In prompt_passkey(), 1 to 3 messages are provided to the PAM conversation function. The first “Enter PIN:” PAM message is always created. If interactive and/or touch prompts are enabled in the prompt configuration then those messages are added to the pam message array and provided to the pam conversation.

“pam_passkey_auth” enables the passkey device authentication.

“passkey_verification” is added to the SSSD configuration options. It is similar to the “certificate_verification” option for the p11_child, as it contains the parameters needed to tune the passkey_child helper process. The list of parameters and their meaning:

  • user_verification: if set to true, requires user verification (i.e. PIN, password) during authentication. If set to false, does not request user verification during authentication. The default is that the key itself decides what to do.

“passkey_child_timeout” sets the timeout for the PAM responder to wait for passkey_child to finish.

“passkey_debug_libfido2” prints libfido2 library messages. It’s under the [pam] section and it defaults to false.

Another section called [prompting/passkey] is added. This section is similar to other prompting sections (i.e. 2fa). The list of options and their meaning:

  • interactive: set to prompt a message and wait before testing the presence of a passkey device.
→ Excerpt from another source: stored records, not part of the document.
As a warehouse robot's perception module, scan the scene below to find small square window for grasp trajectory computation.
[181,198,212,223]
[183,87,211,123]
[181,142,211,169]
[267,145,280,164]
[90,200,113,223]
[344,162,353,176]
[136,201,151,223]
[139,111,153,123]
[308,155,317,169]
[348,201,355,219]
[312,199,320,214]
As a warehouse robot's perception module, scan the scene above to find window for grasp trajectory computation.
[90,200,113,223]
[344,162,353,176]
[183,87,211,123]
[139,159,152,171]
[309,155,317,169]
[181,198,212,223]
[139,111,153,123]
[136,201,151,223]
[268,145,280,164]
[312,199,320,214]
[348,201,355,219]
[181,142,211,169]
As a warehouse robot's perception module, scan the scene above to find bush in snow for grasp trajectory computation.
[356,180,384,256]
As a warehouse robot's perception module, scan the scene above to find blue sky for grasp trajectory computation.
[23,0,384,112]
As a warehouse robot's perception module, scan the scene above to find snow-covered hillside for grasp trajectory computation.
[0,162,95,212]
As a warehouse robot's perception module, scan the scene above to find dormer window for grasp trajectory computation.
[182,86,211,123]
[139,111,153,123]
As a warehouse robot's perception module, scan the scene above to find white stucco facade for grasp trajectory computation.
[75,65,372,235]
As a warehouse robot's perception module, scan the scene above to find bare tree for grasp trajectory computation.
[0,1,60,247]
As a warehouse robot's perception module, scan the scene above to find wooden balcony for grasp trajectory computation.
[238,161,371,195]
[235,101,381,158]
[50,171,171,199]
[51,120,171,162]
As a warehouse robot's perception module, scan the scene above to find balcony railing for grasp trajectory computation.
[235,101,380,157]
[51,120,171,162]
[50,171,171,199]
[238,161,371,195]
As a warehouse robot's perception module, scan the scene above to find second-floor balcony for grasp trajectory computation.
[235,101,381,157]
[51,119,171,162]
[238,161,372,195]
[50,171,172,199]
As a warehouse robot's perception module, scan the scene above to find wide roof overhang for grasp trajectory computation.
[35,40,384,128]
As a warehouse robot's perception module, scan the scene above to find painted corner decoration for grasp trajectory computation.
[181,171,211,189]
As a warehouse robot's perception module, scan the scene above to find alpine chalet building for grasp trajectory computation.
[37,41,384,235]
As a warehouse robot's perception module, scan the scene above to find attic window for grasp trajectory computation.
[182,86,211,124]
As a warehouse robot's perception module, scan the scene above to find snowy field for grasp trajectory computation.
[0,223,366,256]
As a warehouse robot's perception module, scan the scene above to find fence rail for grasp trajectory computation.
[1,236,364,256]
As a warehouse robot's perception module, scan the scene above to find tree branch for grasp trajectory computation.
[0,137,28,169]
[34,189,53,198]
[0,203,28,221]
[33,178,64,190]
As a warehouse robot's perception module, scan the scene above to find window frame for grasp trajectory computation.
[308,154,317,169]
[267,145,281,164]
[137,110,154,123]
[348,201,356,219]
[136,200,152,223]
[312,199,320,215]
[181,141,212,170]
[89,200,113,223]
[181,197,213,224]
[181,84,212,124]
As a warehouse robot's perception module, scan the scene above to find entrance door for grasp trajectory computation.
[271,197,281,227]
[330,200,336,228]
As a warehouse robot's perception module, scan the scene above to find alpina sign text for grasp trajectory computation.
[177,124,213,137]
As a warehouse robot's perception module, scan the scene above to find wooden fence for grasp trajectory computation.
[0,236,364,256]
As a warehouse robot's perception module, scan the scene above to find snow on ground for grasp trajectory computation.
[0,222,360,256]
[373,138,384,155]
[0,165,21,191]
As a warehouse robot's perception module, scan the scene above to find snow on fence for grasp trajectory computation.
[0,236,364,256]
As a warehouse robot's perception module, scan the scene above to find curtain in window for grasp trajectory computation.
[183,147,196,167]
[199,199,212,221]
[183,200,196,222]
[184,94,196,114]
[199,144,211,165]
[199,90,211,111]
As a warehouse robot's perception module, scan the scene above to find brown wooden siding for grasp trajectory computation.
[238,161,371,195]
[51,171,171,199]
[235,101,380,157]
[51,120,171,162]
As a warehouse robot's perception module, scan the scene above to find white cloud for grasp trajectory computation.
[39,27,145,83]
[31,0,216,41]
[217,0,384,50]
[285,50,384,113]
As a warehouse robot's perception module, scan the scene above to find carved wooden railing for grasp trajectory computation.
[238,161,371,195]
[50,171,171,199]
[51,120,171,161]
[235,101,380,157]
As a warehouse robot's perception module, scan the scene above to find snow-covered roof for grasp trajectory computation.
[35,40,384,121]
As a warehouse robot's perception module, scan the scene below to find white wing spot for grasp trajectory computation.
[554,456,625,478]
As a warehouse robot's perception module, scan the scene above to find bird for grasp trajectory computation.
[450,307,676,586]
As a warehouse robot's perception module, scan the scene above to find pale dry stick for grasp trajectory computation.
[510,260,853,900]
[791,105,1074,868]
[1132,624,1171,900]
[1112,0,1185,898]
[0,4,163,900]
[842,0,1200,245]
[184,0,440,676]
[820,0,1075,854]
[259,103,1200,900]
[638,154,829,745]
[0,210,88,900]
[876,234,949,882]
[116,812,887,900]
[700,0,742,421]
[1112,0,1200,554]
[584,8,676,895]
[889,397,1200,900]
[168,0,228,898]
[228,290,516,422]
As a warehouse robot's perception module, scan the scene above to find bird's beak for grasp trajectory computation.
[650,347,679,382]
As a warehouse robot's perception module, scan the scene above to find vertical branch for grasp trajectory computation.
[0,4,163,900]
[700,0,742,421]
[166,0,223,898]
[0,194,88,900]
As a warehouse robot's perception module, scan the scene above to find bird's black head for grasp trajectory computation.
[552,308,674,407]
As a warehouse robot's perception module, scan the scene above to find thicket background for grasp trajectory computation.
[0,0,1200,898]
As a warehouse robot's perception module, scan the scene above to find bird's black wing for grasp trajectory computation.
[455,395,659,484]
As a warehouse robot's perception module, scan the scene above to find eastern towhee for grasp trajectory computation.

Recommended if your device doesn’t have a tactile trigger.

  • interactive_prompt=your prompt here: set individual prompt message for interactive mode. Default is: “Insert your Passkey device, then press ENTER.”

  • touch: set to prompt a message to remind the user to touch the device.

  • touch_prompt=your prompt here: set individual prompt message for the cue option. Default is: “Please touch the device.”

An example prompt interaction can look like:

Insert your Passkey device, then press ENTER.
< ENTER >
Enter PIN: 1234
Please touch the device.

The user verification can be set in various places:

  • In the IPA passkey configuration

  • In the local sssd.conf

IPA passkey configuration user verification requirement overrides local sssd.conf.

Each passkey needs to be registered before it can be used for authentication. This registration process is quite simple; the user connects the hardware token to the computer, and then, executes the sssctl passkey-exec  --register command.

The command contains several parameters that slightly change its behaviour or its output. The following is a list of the mandatory options:

  • domain: LDAP domain name. Also know as Relying Party in the WebAuthn standard.

List of optional parameters:

  • username: this is the username as registered in the LDAP server.

  • type: public key cryptography. There are three possible types: es256, rs256 and EdDSA. The default is es256.

  • user-verification: requires user verification (i.e. PIN, fingerprint).

  • cred-type: credential type (server-side or discoverable).

  • debug-libfido2: flag to print libfido2 library messages.

The most basic example of a registration would be the following:

# sssctl passkey-exec --register --username=USERNAME --domain=DOMAIN

This outputs the key mapping data ( passkey:credentialId,pemPublicKey) that is used as the input for the registration in the LDAP server. In AD and other LDAP servers the output is copied to the LDAP attribute. In FreeIPA, the key mapping can copied to the WebUI or to a command: ipa user-add-passkey USERNAME KEY_MAPPING, or you can use the FreeIPA’s user-add-passkey command to do it in a single step.

FreeIPA has an additional more direct approach for the key registration. The user connects the hardware token to the computer, and then, executes the ipa user-add-passkey USERNAME --register command on the machine where the device is inserted. This takes care of registering the key and copying the output to the corresponding LDAP attribute automatically.